In Monsterland, Nicholas Jubber explores mythical creatures across continents – from UK legends to Japanese folklore – revealing how monsters mirror humanity’s deepest anxieties and cultural landscapes
By Shafik Meghji
Monsters have always been with us. Around 40,000 years ago, one of our ancestors in what is now southern Germany carved the fearsome figure of the Löwenmensch, or Lion-man, from the tusk of a mammoth. In the Epic of Gilgamesh – perhaps the oldest surviving work of literature, dating back 4,000 years – the eponymous king from Mesopotamia battles wild men, forest-dwelling giants and mythical beasts. And sometimes we discover that the real danger lies within. ‘Beware that when fighting monsters you yourself do not become a monster,’ wrote philosopher Friedrich Nietzsche in Beyond Good and Evil. ‘For when you gaze long into the abyss, the abyss gazes also into you.’

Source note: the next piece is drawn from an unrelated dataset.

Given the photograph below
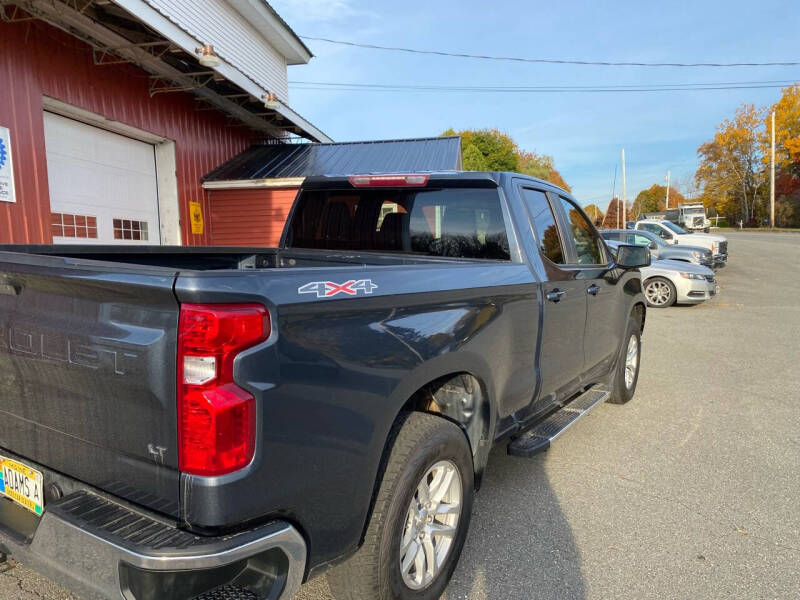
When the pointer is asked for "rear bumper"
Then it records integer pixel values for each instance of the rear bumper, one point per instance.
(694, 291)
(103, 550)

In his captivating new book Monsterland, award-winning travel writer Nicholas Jubber shows how monsters are central to the human condition, representing hostile environments, wild places and tormented psyches. As well as serving as fractured mirrors for humankind and providing obstacles for our heroes to overcome, they are frequently projected onto other people, communities, faiths and lifestyles. And through fear or malice – or a combination of the two – we sometimes will them into existence.
Jubber – whose last book, The Fairy Tellers, explored the history behind both famous and long-forgotten fairy stories – divides monsters into: ‘The wild, the shapeshifters, the undead, and the monsters of the modern imagination. Four categories with one thing in common: their ability to terrify.’ With wit and flair, he travels across the UK, Japan, Morocco, Germany, Mexico, the United States and beyond to explore their origin stories, multiplicity of meanings and enduring contemporary resonance.
Giants, for example, are often a ‘folkloric shorthand for millions of years of geological processes’, a means of understanding how the world around us was formed. In Cornwall, Jubber learns about the behemoth Bolster, whose age-old story is indelibly linked to the region’s granite landscape, while also serving as an allegory for overcoming oppression. The giant lives on in a patchwork of festivals, folk songs and fairy tales, entwined with local identities, languages and political expression.
Monsterland is packed with memorable descriptions and insightful context on stories ranging from Haitian zombies to Balkan vampires. On the slopes overlooking Kyoto, Jubber searches for the villainous Shutendoji, an ogre-like monster known as an oni. As well as drawing upon Buddhist imagery, these creatures are metaphors for the perils of the natural world – a resonant issue in a country as prone to earthquakes, volcanoes, typhoons and tsunamis as Japan. In Bavaria, there are dragons – representing intensified versions of wild beasts such as reptiles, bats and birds of prey – and their slayers. Meanwhile, in Morocco, mischievous, capricious, troublemaking and, occasionally, benevolent jinn stalk dreams and possess bodies. And in Mexico, the ghostly Llorona functions as an ambiguous ‘symbol for grief, sexual betrayal, and the culture that was pulverised’ by the Spanish conquistadors.
The section on selkies – which shapeshift between seal and human forms – is particularly enlightening. In Orkney, a ‘land in which the past is ever present’, these creatures were considered cousins of the islanders. If you were born with webbed feet, you had a selkie in the bloodline, according to legend. Yet these shapeshifters were, perhaps, also a way of understanding and representing neurodivergence and mental health issues.
Today, it feels as if monsters are swarming all around us – in films, TV and books, in the climate and our technology, on social media and in political office. But as Jubber deftly highlights, most monsters, however powerful or malevolent they may appear, are ultimately vanquished, banished or slain. A useful thing to remember in these uncertain times.